Budapest: the Jewish Quarter
A wet morning saw us heading for the Jewish Quarter and Dohány Utca Synagogue – the largest in Europe (capable of accommodating over 5000 worshippers) and second largest in the world after the Temple Emmanuel in New York. Tours in various languages were available, chosen by sitting in a pew near the appropriate flag. We tried this, but it was so noisy we couldn’t hear the guide so we just wandered about ourselves.
In an adjacent building is the Jewish Museum full of beautifully crafted objects and some lovely stained glass. Unfortunately none of the items on the first floor were labelled, though a special exhibition upstairs was much more informative. Given these defects, we spent a much shorter time in the synagogue and museum than I expected.
The way out took us through the cemetery and Heroes’ Temple. The former is there because the Nazis forbade Jews from being buried anywhere else. The domed temple dates from 1931 and was built to honour the 10,000 Jewish soldiers who died fighting for Hungary in World War 1.
Behind the temple and cemetery is Raoul Wallenberg Memorial Park, named after the Swedish consul who saved 20,000 Jews in World War 2. It also commemorates others who helped Jewish people such as Sir Nicholas Winton. Very moving.
It was still raining, and still not quite lunchtime, so we visited the very quirky Museum of Electrotechnology. John liked the big machines (no idea what the one below is) but I loved the more domestic details such as the Philips reel-to-reel tape recorder. This is exactly like the one I had as a teenager. I would put the microphone up to the radio and record the charts from Alan “Fluff” Freeman’s Pick of the Pops on a Sunday evening. Often, the music would be overlaid by the dog barking and other noises-off, but it was the best I could do. Da da da da-da dah, da da da!
Still raining – time for a beer!
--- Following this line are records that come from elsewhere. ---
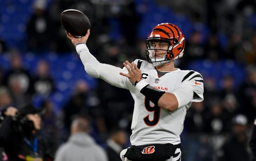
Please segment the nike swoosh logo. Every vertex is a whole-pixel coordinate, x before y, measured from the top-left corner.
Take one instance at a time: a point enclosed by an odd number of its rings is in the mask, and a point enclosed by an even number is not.
[[[195,83],[195,84],[199,84],[199,85],[201,85],[201,84],[201,84],[201,83],[197,83],[197,82],[196,82],[196,82]]]

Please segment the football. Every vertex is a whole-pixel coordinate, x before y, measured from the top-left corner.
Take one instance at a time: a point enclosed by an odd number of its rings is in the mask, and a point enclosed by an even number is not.
[[[80,11],[68,9],[63,11],[60,16],[61,26],[68,32],[76,37],[86,35],[91,29],[91,22],[86,15]]]

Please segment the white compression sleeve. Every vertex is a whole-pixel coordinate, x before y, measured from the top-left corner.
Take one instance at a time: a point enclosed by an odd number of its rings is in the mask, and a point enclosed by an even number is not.
[[[127,71],[113,65],[101,63],[91,54],[84,44],[77,45],[76,49],[84,66],[84,70],[88,74],[94,78],[102,79],[112,85],[126,88],[124,84],[124,76],[119,73],[128,73]]]

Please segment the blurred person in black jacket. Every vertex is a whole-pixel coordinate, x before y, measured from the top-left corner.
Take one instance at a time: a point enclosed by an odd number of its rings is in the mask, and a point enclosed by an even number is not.
[[[46,141],[37,135],[41,127],[39,114],[43,111],[31,104],[19,110],[11,106],[2,110],[4,119],[0,125],[0,146],[8,160],[53,160],[48,154]]]
[[[218,161],[249,161],[246,134],[248,119],[243,114],[238,114],[233,118],[232,131],[226,137],[221,148],[217,152]]]
[[[256,160],[256,117],[252,127],[252,131],[249,142],[249,146],[252,150],[254,160]]]

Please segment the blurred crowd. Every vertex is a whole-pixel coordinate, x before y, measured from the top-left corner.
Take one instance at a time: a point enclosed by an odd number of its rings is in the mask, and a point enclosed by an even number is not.
[[[142,36],[142,29],[149,33],[147,26],[151,28],[150,25],[157,23],[181,22],[172,22],[173,17],[169,18],[168,22],[161,22],[166,19],[162,18],[164,15],[151,12],[154,11],[153,8],[163,11],[167,7],[175,19],[187,18],[188,23],[192,24],[189,28],[180,27],[186,33],[186,46],[183,57],[176,62],[177,67],[193,70],[189,67],[197,61],[208,64],[204,65],[207,66],[224,60],[238,64],[244,73],[240,78],[242,81],[238,84],[235,83],[236,78],[231,74],[236,70],[223,76],[220,80],[202,73],[204,100],[193,103],[187,111],[181,136],[184,141],[182,142],[184,151],[182,160],[221,160],[223,154],[236,150],[244,152],[252,158],[248,142],[256,116],[255,1],[33,1],[31,9],[28,9],[31,11],[24,30],[25,36],[20,43],[22,46],[14,47],[10,40],[0,35],[0,55],[8,58],[10,66],[5,69],[0,64],[0,109],[10,106],[20,108],[40,96],[41,101],[37,106],[46,109],[42,116],[40,133],[46,138],[53,154],[68,139],[72,120],[78,116],[89,119],[91,126],[90,134],[105,149],[109,142],[108,141],[113,137],[112,132],[117,128],[129,134],[133,101],[128,91],[104,81],[99,80],[92,89],[86,81],[79,80],[70,95],[65,96],[60,108],[56,108],[49,99],[57,90],[58,82],[50,72],[54,67],[42,59],[33,70],[27,69],[22,62],[24,53],[31,53],[35,56],[53,52],[59,57],[75,54],[60,22],[63,11],[75,8],[84,13],[91,22],[92,29],[87,45],[91,53],[102,62],[123,68],[125,60],[145,59],[144,39],[148,35]],[[14,5],[12,3],[15,3],[15,1],[0,2],[8,6]],[[3,17],[0,17],[0,22],[4,20]],[[214,66],[212,68],[214,71]],[[220,84],[217,85],[217,82]],[[122,145],[128,146],[129,138],[122,138],[124,141],[119,141]],[[229,138],[233,139],[230,142],[237,144],[225,145]],[[195,147],[198,150],[192,152]]]

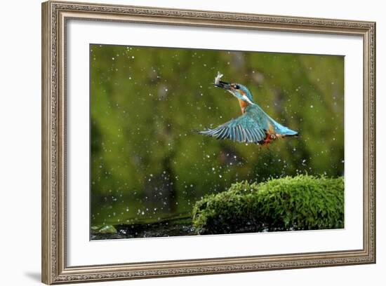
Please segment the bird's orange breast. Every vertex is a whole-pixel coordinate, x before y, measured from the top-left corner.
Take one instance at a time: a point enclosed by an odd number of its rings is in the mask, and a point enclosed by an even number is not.
[[[238,100],[239,100],[239,104],[240,104],[240,108],[241,109],[241,112],[244,114],[245,112],[245,109],[246,108],[246,107],[249,105],[249,103],[244,100],[241,100],[239,98],[238,98]]]

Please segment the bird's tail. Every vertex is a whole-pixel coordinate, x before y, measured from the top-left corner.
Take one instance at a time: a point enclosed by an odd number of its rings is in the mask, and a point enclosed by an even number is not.
[[[290,137],[290,136],[299,136],[299,132],[297,131],[291,130],[289,128],[287,128],[286,130],[285,130],[281,135],[284,137]]]

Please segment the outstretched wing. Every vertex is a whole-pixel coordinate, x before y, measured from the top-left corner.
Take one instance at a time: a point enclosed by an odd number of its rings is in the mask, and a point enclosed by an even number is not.
[[[267,137],[265,128],[245,113],[214,129],[200,131],[200,134],[217,139],[229,139],[238,142],[261,144]]]

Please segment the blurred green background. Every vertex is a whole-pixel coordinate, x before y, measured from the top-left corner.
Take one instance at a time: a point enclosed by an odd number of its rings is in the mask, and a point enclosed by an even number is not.
[[[91,45],[91,225],[188,215],[241,180],[344,175],[342,56]],[[246,86],[299,137],[269,149],[204,137],[241,115]]]

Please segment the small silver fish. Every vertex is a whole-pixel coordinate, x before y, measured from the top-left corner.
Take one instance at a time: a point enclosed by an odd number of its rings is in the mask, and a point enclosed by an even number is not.
[[[224,75],[220,74],[220,72],[217,72],[217,76],[215,76],[215,84],[218,84],[220,83],[220,80],[221,79],[222,76]]]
Budapest is famous for its “ruin bars”. Originally nomadic, springing up in condemned properties and moving on when evicted, many are now static and commercialisation has set in. Szimplakert in the Jewish Quarter is one of the oldest, if not the oldest, and famous for having part of an old Trabant in the courtyard. Cheers!
Finally, time for lunch. I had set my heart on the café at the New York Palace, but there was a big queue. We managed to get some snaps of the ceiling before leaving.
Serendipity led us to Macesz Bistro. I wasn’t hugely impressed that the veggie option was lasagne – I’ve had too many awful ones over the years – but it was still raining hard and we didn’t want to wander too far, so in we went. This turned out to be the best meal of the whole week (and the only one I photographed). The lasagne was made with matzo instead of pasta and was absolutely delicious, as was John’s duck. Wonderful!
There is much that is picturesque in the streets of the Jewish Quarter, but most of the photos below were taken on our way home on a different day (as you can maybe tell from the blue sky).
John took a reflected selfie in one of the pedestrianised streets.
There were several murals – this was my favourite. If you can enlarge it, you will see a man working on the roof, a window cleaner, a couple on their balcony and this cat.
Finally, we knew this was a school (iskola) but weren’t sure if it was still in use. I’m still not! The best English-language explanation I can find is from a geocaching site: “The Erzsébetváros Primary and Secondary School, situated on Dob Street, can justifiably be named as one of the most beautiful educational institutions of Budapest. The building, originally constructed in 1890, has been modified many times throughout its history, the mosaic ornaments of its facade were installed following the plans of artist Zsigmond Vajda.” Just gorgeous!